I've been dating a guy and everything is going well, but there is one problem: he doesn't text back. He told me he wasn't good at texting, so I didn't expect him to be text back quickly or frequently, but when I send him a message, it will show that he read it, but there is usually no reply even when I send him a question.
I don't know if I'm expecting too much by wanting him to reply, but I would probably be satisfied with an emoji or a one-word answer in response. Sometimes I feel like I'm talking to a wall and it makes me doubt myself. Am I bad at conversation? Am I so boring that he doesn't even want to talk to me? When we meet face-to-face, we are able to have a really good time. Maybe this problem would be solved if I talked to him about it directly, but my anxiety makes me so scared. I imagine he will think I'm demanding or too desperate or even annoying. Any advice would be appreciated.
– Talking to a Wall
This guy told you almost everything you need to know. He is bad at texting and doesn't want to send you an emoji. That's the answer, so don't make it about anything else.
You are allowed to talk to him about how you communicate, in general. You can tell him that you're so used to texting that you're not sure how to chat in between dates, if at all. Is he a phone call guy? Email? I don't think it's desperate to admit to someone that you don't know what you're doing.

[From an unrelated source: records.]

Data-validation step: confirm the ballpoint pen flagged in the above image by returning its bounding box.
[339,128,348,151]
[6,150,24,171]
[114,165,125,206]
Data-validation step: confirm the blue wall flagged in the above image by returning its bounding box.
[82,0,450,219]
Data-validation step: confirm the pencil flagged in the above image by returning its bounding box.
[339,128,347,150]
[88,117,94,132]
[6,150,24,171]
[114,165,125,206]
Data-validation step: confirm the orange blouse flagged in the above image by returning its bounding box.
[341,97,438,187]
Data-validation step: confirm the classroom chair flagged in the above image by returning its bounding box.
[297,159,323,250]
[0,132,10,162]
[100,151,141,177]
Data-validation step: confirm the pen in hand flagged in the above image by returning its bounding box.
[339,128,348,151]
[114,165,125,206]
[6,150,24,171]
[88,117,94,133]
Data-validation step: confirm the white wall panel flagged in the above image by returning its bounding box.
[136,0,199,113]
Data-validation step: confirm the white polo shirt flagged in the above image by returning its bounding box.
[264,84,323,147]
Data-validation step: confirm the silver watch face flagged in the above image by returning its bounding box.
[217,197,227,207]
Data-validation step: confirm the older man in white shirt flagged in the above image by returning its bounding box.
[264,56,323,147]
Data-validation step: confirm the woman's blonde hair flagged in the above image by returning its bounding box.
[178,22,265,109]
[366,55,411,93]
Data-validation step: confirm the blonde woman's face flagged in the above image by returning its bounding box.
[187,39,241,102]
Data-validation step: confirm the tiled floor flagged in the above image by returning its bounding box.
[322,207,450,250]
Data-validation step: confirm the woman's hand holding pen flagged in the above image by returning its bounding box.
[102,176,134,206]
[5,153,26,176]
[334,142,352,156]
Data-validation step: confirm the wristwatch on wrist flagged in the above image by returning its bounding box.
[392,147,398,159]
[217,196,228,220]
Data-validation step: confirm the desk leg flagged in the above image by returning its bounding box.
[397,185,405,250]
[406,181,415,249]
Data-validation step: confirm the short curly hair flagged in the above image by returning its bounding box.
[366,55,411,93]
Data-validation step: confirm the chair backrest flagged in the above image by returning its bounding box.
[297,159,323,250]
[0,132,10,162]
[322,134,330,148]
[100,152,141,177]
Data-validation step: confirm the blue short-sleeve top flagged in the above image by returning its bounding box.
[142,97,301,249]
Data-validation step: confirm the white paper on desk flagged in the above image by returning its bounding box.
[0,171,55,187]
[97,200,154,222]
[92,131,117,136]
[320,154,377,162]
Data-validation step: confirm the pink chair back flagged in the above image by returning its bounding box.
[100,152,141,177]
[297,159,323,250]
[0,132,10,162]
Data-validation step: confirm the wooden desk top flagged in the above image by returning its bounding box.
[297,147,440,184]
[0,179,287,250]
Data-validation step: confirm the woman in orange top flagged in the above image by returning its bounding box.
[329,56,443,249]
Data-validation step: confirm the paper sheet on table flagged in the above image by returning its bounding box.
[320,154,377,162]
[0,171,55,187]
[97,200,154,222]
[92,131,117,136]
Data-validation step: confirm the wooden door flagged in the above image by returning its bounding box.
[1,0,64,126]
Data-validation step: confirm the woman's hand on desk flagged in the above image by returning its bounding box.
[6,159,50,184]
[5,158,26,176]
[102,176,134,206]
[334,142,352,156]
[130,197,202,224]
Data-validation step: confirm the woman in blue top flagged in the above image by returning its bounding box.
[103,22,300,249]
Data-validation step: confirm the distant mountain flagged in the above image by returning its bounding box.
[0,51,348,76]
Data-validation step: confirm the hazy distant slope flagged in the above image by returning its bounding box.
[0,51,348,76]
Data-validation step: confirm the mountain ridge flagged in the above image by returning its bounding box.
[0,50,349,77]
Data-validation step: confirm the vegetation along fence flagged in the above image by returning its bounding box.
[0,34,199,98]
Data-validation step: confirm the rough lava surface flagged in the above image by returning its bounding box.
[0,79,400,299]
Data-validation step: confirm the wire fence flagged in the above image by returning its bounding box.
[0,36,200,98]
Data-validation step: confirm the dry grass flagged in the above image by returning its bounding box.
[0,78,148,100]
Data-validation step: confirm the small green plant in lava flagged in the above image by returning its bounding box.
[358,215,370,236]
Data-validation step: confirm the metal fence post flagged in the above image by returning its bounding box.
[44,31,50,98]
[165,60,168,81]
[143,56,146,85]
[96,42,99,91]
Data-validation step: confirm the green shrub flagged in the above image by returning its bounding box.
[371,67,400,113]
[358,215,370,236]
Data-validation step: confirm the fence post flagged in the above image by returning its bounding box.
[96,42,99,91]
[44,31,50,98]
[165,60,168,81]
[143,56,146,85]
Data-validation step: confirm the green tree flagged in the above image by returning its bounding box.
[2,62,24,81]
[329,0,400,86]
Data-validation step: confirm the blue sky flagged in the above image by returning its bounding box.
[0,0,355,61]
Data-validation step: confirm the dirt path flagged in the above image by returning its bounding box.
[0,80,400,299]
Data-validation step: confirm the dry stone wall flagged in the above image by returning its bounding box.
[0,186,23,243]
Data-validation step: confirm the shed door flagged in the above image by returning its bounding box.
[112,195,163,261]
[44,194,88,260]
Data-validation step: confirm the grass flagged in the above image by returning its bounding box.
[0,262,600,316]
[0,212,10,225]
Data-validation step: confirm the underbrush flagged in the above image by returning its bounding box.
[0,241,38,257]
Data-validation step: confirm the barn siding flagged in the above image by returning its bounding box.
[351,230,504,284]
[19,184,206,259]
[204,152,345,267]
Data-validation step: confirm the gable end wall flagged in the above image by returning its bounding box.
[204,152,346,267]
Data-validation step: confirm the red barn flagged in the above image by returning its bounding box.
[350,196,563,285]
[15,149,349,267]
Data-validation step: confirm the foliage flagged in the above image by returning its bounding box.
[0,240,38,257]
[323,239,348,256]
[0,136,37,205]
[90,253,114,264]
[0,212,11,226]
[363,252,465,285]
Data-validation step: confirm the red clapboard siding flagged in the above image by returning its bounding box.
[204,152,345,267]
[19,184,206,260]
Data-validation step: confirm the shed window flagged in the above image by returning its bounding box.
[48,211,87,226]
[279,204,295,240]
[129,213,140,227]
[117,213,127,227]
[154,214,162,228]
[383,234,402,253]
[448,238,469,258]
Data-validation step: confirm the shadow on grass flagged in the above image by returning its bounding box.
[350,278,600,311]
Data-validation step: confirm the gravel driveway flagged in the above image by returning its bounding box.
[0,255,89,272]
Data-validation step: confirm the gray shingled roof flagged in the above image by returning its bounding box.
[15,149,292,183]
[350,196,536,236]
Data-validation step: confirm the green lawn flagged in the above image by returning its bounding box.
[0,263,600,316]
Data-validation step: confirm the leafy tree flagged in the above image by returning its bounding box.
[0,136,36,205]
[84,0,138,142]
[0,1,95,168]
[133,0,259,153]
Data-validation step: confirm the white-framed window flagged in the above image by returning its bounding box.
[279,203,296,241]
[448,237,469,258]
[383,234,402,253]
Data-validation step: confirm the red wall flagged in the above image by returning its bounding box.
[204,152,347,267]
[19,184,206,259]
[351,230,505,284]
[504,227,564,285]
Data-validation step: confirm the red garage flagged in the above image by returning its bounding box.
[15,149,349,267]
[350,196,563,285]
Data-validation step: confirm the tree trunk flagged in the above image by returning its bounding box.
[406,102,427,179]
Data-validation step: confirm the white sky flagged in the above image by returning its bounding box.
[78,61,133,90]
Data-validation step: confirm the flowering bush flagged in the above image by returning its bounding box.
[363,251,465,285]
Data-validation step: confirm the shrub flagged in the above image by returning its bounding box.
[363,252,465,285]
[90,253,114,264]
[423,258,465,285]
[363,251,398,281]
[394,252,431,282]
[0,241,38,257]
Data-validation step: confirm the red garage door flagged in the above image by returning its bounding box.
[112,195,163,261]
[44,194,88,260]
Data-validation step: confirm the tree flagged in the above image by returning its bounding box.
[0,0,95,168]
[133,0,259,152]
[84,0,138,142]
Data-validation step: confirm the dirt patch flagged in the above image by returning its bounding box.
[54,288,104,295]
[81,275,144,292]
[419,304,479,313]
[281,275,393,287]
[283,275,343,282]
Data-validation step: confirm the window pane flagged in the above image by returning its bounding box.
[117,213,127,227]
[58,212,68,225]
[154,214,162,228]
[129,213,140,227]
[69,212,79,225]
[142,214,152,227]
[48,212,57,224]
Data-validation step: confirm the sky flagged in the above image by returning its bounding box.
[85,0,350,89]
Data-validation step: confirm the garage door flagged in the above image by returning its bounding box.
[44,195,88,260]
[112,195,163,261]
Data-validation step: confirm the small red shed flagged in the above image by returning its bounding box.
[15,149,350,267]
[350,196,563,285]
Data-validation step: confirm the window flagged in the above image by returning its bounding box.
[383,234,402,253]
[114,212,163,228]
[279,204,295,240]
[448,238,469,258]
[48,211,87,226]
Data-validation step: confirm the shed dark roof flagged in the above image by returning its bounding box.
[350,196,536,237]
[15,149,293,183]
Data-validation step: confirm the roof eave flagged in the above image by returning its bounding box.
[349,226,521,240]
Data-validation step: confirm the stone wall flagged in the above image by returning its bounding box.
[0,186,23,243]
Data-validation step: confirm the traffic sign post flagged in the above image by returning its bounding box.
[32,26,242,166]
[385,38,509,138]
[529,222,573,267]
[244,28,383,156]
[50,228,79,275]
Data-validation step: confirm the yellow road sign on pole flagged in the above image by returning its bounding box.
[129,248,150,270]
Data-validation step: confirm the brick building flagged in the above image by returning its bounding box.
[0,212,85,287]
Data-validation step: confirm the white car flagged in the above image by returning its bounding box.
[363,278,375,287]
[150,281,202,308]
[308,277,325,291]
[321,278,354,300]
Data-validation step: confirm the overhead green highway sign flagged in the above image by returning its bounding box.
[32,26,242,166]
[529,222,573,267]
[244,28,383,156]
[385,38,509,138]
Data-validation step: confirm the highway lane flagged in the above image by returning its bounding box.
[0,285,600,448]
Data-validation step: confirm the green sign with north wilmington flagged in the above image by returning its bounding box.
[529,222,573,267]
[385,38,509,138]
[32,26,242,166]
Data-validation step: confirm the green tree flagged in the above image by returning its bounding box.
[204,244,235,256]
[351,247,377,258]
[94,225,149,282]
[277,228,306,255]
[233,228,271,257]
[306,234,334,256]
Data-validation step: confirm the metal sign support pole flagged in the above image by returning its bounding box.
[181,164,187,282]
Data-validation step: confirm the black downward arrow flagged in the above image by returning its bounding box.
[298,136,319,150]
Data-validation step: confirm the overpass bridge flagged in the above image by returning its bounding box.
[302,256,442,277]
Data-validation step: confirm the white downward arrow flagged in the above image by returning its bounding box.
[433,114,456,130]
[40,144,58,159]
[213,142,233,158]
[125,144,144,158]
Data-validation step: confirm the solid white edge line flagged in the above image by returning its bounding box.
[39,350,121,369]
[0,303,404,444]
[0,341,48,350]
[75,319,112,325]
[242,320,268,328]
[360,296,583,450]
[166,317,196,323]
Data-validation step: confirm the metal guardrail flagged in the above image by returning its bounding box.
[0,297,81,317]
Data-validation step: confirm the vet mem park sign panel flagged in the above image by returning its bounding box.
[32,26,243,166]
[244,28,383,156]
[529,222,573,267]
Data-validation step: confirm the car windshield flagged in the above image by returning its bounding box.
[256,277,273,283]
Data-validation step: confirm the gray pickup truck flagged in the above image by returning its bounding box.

Whenever you're feeling this kind of anxiety – which is normal at the start of a relationship – remind yourself that it means a lot that you have a great time in person. We get so many letters from people who stuck in relationships that are 99 percent texts. They get plenty of one-word answers and tiny smiley faces, but they are just as insecure. Short messages can be nice, but they can also make you feel like something is happening when it isn't. The in-person stuff is the most important thing.
Readers? What would your relationships look like without texts? Should he be answering her text questions?